Por que esse empréstimo acende um alerta vermelho?
A resposta está nas entrelinhas do próprio plano de reestruturação:
1. Cortes de custos — e sabemos onde isso costuma bater
Quando uma estatal fala em cortar gastos, quem sente primeiro é a base. Isso historicamente significa:
- Fechamento de unidades
- Redução de quadros
- Pressão e acúmulo de funções
- Aumento de metas impossíveis
- Transferências compulsórias
- Terceirização de setores-chave
A experiência mostra: quando o aperto vem, nunca começa pelos altos salários ou pelos consultores.
2. Automação e reorganização
Sim, modernizar é necessário. Mas sem planejamento humano, vira um festival de sucateamento interno.
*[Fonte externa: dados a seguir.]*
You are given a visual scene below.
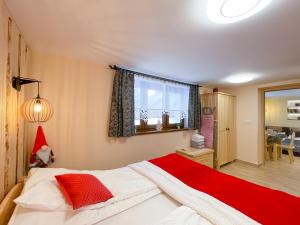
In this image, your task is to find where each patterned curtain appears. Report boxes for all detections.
[108,70,135,137]
[188,85,201,129]
[0,0,28,201]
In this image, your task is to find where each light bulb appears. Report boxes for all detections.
[33,102,42,113]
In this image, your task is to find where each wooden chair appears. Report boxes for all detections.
[274,132,295,164]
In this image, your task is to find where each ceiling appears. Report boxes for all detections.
[6,0,300,85]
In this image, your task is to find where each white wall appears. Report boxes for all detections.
[220,79,300,165]
[26,51,192,169]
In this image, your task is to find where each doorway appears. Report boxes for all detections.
[259,84,300,164]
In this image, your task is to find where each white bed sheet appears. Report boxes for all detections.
[9,193,181,225]
[9,168,181,225]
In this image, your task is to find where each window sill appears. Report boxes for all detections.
[135,128,194,136]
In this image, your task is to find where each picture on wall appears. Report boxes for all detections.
[287,100,300,120]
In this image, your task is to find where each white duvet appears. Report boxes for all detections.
[9,161,258,225]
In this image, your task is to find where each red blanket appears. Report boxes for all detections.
[150,154,300,225]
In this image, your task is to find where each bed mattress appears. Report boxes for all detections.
[9,193,180,225]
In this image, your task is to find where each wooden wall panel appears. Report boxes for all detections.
[0,0,28,201]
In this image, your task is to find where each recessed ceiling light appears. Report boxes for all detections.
[207,0,272,23]
[225,73,258,84]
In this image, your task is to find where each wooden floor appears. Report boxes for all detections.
[220,155,300,196]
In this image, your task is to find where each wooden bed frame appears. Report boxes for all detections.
[0,181,24,225]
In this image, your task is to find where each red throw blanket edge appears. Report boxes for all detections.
[149,153,300,225]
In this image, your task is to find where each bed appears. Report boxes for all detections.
[4,154,300,225]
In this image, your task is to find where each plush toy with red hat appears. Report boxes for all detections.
[30,126,54,168]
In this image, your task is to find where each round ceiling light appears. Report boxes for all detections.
[207,0,272,23]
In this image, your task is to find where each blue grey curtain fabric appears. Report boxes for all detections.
[108,70,135,137]
[188,85,201,129]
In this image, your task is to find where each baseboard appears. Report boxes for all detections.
[236,159,263,167]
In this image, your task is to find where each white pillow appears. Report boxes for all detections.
[14,180,71,211]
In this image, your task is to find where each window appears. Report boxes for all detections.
[134,76,189,132]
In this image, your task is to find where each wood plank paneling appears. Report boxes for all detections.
[0,0,28,201]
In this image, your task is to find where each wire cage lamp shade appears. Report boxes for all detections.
[21,96,53,123]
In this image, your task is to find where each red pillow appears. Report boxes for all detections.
[55,174,113,209]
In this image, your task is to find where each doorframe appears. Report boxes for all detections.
[258,83,300,164]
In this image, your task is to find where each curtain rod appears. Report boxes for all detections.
[109,65,202,87]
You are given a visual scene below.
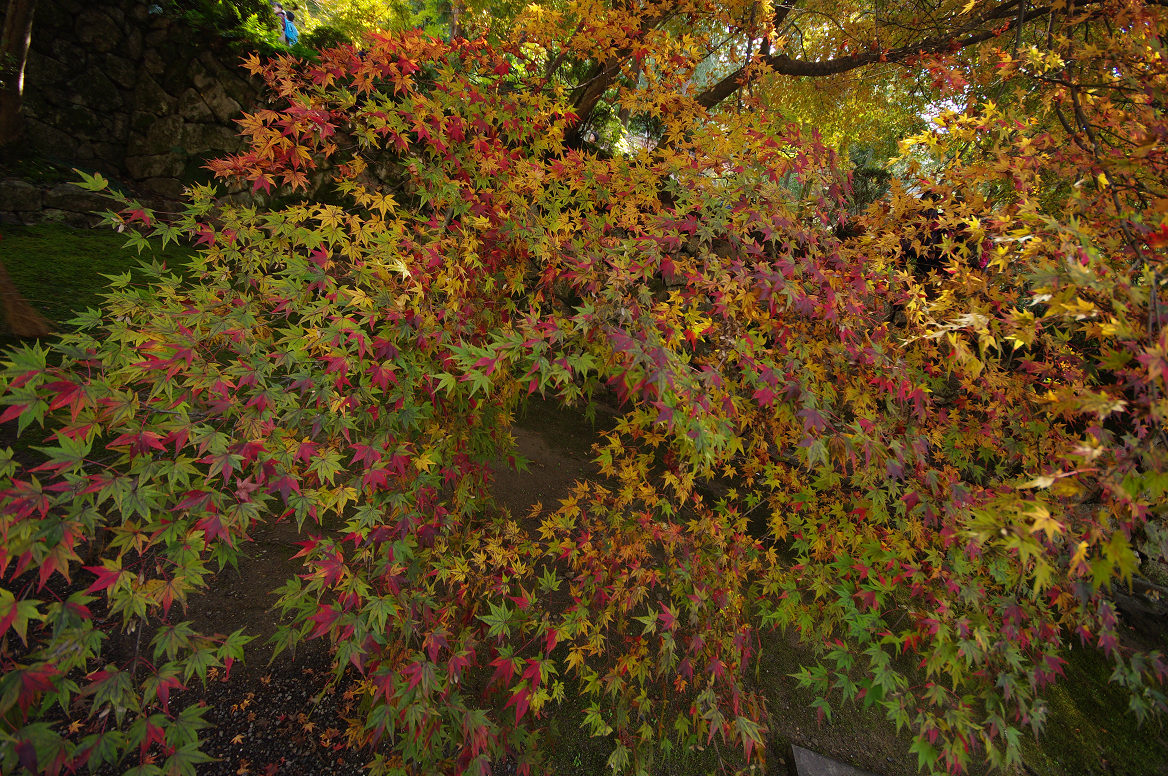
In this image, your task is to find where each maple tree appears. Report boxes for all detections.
[0,0,1168,774]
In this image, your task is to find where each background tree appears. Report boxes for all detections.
[0,0,36,147]
[0,0,1168,774]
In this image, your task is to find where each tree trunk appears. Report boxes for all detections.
[450,0,463,41]
[0,0,36,145]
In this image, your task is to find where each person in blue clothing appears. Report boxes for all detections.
[272,2,288,46]
[284,11,300,46]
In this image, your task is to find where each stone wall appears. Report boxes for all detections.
[15,0,258,198]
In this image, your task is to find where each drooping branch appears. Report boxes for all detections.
[682,0,1074,108]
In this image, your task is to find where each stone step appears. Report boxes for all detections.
[787,746,877,776]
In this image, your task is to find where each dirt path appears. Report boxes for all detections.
[164,402,1168,776]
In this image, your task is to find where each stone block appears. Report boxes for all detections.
[105,56,139,91]
[145,115,183,155]
[179,124,243,154]
[179,89,215,122]
[65,71,121,113]
[139,178,185,200]
[126,153,185,180]
[787,746,876,776]
[0,179,44,213]
[75,8,121,54]
[133,72,175,116]
[44,183,114,214]
[25,50,71,84]
[202,81,243,126]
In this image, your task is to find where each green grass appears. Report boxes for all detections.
[0,220,1168,776]
[0,224,193,347]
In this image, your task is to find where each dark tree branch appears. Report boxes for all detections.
[696,0,1074,108]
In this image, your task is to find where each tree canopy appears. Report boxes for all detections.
[0,0,1168,774]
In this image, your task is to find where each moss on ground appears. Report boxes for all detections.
[0,224,192,347]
As máquinas substituem tarefas, mas quem sobra é pressionado para fazer o mesmo trabalho de três.
3. Venda de imóveis e ativos estratégicos
A promessa de “otimizar recursos” pode esconder a velha prática: enxugar estruturando para capitalizar a empresa — com impacto direto na operação e no cotidiano de quem trabalha.
4. Nenhuma garantia para o trabalhador
Até o momento, não há:
- promessa de reposição inflacionária;
- política de valorização;
- plano de cargo;
- melhorias nas condições de trabalho;
- salvaguardas para evitar demissões indiretas.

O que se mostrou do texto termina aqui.